# Maverick HPX-S F70 Prop



## Flyboy (Aug 26, 2019)

Looking to change the prop on my skiff, right now it has an aluminum 14 pitch prop that the dealer put on. WOT I'll get 6200rpm at 34-35 mph with just me on the boat, speed is obviously lower with gear/people. I'm looking at two offerings from powertech, SCD4 15p and SCD3 16p. I'd like to add a to the top speed without losing too much on acceleration. With the jackplate raised much more than an 2inches, the current prop blows out, would like to improve that too. Really interested to hear what other people have experienced with these props or any other suggestions.


----------



## BrownDog (Jun 22, 2019)

I have a turbo quest on mine, will have to check pitch tomorrow but I think 16.

solo with a full tank I am 38ish at 6200rpm, getting 34ish with me and 2 anglers is doable.

I have no jack plate but have no issues with blow out.

not throw you back acceleration but no issues popping up in a creek with a full load.

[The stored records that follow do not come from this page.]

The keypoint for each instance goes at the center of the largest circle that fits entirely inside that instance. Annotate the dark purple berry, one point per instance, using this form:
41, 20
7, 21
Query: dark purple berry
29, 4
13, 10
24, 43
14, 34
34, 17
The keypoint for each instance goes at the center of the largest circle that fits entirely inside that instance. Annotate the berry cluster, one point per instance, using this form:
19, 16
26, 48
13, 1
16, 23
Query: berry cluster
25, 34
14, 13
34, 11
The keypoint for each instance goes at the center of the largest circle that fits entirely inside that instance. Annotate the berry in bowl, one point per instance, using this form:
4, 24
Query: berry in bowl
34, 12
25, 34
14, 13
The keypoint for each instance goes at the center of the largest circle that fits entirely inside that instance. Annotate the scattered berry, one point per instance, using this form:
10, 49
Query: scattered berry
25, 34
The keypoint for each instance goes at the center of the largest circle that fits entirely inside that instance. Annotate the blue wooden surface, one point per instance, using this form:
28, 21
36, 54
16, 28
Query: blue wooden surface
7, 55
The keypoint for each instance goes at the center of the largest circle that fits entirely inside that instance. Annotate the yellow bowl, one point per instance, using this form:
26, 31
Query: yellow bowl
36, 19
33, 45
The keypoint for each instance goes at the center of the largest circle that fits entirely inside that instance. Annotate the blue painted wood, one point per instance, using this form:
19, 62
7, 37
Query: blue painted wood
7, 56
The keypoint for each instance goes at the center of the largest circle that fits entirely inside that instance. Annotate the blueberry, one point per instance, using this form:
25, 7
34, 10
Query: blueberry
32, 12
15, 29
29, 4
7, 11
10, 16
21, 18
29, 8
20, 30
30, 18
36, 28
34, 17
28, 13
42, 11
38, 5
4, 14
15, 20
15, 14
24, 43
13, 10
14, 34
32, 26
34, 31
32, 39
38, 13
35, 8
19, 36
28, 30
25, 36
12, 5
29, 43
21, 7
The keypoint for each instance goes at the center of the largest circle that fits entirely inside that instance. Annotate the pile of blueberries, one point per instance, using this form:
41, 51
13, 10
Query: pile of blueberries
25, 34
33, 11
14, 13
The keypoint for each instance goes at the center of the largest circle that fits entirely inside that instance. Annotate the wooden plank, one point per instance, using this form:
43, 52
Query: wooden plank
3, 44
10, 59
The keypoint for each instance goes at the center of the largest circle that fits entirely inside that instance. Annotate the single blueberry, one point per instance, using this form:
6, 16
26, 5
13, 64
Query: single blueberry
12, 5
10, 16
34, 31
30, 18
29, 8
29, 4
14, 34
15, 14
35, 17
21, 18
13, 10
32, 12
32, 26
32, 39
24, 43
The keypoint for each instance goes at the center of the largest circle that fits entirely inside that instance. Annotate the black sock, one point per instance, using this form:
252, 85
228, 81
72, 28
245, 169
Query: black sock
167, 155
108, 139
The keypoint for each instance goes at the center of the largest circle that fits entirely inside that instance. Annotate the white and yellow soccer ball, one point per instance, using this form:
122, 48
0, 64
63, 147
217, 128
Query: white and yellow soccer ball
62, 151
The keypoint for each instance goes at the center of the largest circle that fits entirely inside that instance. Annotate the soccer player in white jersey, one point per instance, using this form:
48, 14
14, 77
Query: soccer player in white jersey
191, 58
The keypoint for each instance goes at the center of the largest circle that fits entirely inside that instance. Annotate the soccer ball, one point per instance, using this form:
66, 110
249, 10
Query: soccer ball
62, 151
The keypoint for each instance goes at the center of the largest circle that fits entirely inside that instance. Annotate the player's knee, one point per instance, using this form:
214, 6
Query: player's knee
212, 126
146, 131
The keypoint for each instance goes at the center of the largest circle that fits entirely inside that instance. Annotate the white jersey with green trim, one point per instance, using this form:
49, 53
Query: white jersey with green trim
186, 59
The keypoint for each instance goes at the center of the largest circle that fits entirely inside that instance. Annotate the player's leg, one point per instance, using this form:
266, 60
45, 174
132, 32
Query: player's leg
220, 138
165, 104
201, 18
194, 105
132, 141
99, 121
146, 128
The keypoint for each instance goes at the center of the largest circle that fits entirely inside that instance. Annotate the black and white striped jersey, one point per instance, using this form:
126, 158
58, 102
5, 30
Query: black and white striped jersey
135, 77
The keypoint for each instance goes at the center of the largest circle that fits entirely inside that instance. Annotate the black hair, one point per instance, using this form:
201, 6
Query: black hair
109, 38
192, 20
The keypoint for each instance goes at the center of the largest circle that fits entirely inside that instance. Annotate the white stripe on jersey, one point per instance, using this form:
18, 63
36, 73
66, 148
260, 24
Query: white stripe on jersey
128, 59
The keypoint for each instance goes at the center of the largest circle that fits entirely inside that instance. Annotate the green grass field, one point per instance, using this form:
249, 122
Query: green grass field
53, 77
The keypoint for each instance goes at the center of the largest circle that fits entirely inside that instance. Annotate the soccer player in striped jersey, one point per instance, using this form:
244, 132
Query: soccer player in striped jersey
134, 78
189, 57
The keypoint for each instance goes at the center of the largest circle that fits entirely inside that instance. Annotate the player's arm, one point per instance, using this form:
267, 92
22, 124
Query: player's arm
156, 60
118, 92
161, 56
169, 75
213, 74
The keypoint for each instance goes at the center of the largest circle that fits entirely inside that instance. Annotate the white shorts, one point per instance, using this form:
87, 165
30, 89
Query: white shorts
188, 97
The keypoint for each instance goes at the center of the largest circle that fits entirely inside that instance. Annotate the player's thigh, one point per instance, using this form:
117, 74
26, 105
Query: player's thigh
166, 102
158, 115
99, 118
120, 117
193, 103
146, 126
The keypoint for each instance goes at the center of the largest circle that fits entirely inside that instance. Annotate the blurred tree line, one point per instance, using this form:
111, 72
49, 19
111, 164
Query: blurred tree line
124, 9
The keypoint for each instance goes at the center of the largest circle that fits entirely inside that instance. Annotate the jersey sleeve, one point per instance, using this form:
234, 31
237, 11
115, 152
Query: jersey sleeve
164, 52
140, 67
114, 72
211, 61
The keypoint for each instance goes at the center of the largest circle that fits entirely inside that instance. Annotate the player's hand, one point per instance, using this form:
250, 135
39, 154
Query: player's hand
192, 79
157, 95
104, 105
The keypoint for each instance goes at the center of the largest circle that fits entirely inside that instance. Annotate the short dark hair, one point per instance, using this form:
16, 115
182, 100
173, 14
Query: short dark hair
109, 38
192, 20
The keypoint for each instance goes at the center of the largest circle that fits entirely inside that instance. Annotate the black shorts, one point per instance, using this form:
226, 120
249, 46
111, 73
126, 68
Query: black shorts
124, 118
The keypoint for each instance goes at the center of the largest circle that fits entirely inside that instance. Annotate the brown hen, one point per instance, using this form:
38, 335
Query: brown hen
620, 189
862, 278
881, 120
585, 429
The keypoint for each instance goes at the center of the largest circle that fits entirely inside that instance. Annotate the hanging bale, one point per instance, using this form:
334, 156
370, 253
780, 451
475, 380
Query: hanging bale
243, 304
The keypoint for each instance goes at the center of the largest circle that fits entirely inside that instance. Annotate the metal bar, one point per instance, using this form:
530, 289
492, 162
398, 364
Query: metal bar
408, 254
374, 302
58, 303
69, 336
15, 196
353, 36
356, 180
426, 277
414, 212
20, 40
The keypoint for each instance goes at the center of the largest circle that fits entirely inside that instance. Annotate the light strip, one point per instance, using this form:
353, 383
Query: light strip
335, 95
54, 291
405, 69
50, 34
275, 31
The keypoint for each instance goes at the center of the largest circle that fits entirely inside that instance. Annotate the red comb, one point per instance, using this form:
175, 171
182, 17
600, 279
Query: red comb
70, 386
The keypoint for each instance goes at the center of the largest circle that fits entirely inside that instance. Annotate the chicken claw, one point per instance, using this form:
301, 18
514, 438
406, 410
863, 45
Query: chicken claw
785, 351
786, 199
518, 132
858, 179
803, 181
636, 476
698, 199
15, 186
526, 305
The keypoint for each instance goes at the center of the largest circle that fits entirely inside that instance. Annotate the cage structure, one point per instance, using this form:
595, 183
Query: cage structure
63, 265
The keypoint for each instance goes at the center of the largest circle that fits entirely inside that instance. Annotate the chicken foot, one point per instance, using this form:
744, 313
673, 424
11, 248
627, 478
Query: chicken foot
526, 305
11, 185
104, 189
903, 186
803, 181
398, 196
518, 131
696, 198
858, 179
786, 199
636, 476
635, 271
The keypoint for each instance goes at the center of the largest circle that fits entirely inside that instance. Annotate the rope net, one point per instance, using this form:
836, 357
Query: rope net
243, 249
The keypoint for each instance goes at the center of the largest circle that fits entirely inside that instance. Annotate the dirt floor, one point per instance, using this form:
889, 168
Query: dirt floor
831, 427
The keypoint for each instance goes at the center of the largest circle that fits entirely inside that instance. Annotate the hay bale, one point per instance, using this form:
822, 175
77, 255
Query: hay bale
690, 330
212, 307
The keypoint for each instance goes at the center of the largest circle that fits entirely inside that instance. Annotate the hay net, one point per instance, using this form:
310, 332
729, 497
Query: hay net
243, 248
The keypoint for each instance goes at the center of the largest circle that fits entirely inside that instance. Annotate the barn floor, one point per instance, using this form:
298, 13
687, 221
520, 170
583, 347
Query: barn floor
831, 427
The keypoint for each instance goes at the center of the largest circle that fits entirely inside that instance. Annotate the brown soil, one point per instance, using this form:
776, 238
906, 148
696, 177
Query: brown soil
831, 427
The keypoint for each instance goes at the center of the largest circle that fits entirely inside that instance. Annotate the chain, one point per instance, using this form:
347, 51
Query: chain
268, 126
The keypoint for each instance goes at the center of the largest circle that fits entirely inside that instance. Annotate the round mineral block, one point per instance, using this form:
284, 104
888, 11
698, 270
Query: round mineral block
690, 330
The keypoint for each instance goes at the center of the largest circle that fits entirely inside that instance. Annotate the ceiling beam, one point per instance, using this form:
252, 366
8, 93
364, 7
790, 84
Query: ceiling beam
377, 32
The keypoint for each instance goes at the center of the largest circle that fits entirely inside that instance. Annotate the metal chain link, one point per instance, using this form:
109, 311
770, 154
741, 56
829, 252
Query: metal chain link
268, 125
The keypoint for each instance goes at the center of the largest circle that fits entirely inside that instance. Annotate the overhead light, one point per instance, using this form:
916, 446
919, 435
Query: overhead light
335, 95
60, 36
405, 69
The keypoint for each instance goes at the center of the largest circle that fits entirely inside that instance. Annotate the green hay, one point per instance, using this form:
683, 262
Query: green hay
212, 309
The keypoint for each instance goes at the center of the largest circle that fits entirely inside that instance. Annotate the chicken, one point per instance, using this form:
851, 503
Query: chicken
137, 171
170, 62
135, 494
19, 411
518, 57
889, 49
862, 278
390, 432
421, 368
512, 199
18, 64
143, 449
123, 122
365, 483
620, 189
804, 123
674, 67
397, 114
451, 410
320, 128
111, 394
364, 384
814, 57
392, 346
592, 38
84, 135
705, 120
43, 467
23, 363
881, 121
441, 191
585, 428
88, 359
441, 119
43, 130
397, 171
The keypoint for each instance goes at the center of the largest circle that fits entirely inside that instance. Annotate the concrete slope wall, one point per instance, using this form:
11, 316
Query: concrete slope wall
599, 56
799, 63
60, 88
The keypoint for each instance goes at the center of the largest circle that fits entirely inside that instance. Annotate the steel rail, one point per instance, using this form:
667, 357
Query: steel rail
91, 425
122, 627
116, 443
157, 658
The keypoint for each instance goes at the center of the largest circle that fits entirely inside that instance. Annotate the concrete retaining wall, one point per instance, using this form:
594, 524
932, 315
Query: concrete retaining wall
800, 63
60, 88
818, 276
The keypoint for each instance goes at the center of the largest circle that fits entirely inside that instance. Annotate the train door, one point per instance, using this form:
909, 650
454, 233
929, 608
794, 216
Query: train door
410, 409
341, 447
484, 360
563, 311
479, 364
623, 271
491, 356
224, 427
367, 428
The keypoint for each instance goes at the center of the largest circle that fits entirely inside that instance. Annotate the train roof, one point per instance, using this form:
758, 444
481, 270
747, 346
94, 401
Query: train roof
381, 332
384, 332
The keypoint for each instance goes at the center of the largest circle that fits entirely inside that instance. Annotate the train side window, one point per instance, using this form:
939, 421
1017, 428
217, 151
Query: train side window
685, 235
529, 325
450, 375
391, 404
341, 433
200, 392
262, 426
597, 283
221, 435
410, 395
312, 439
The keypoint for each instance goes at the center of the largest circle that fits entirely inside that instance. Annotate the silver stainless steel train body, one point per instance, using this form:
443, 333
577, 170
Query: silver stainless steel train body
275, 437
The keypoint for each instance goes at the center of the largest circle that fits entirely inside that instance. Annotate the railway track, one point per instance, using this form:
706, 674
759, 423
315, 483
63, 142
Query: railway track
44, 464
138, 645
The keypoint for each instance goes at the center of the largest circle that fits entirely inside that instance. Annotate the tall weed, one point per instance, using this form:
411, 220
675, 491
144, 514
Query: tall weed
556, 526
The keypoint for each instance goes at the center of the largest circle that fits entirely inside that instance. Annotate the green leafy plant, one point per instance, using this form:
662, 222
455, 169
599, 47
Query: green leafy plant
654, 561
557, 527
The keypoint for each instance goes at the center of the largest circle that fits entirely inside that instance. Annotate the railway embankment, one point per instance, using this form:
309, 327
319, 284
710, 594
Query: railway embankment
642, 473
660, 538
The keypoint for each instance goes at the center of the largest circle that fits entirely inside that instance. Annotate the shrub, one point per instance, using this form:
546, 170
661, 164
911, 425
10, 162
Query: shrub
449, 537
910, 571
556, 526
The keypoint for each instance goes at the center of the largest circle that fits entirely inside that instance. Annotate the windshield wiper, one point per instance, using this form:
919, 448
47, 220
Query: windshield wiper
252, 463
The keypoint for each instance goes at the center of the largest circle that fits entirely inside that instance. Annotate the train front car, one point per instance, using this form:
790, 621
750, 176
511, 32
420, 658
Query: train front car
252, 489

anything you do will be better than that aluminum


----------



## CoastalGAfisher07 (Nov 21, 2010)

Ive never run that boat but a member on here wrote:
I am running the PowerTech SCD 3 blade 16pitch on my HPX-S (70Yamaha) - 6,300RPMS 42MPH. When I am trimmed down the RPMS only hit like 5,800.
The members name was " I Heart Big Uglies" . I have no idea how to properly tag him on here or give him credit. Hope this helps.


----------



## CoastalGAfisher07 (Nov 21, 2010)

I Heart Big Ugglies said:


> I am running the PowerTech SCD 3 blade 16pitch on my HPX-S (70Yamaha) - 6,300RPMS 42MPH. When I am trimmed down the RPMS only hit like 5,800.


----------



## Headhunter (Mar 22, 2016)

Had the scd 4 blade on mine. For me it was all about hole shot. If you want top speed go with the 3 blade.


----------



## Smackdaddy53 (Dec 31, 2012)

Headhunter said:


> Had the scd 4 blade on mine. For me it was all about hole shot. If you want top speed go with the 3 blade.


Not always the case, three blades can give great hole shot and grip jacked up/ in turns and four blades can give great top end.


----------



## Headhunter (Mar 22, 2016)

Not on this boat. Tried 5 props before I settled on mine.


----------



## I Heart Big Ugglies (Oct 5, 2017)

SCD 3 blade 16pitch! Best all around prop for this boat! I was the one who posted running 42 at 6300. Still running the same prop even after a new re-power! 
Best combination of hole shot / top end speed. I have a friend that runs a 17pitch turbo prop. He can run 43-44. But holeshot is a bad!


----------



## Michael T (May 18, 2020)

A buddy has the same hull/motor setup and he runs a 4 blade Powertech, not sure of the pitch. He can hit 37/38 at 6200 with 2 people/gear and run it jacked all the way up. I only know this because we had to escape some falling tides this winter.


----------



## Flyboy (Aug 26, 2019)

Sounds like I’ll just need to buy both and test them


----------



## Smackdaddy53 (Dec 31, 2012)

Headhunter said:


> Not on this boat. Tried 5 props before I settled on mine.


Yes on your boat or any boat.


----------



## PolerS (8 mo ago)

Flyboy said:


> Sounds like I’ll just need to buy both and test them


Any update on prop performance? I just ordered a PT SCD4R15-YM90 for my HPX-S. Unfortunately, there is a production delay. I am looking forward to comparing the new prop with the SCD3R16-YM90 I have on the boat now. I am having a hard time with hole shot in shallow water even with the jack plate all the way up and the bow down with the trim tabs. I have had some success with cutting the wheel hard during acceleration to get up on plane. Perhaps, can anyone provide any tips on how to maximize the life of a new prop while running in shallow water?


----------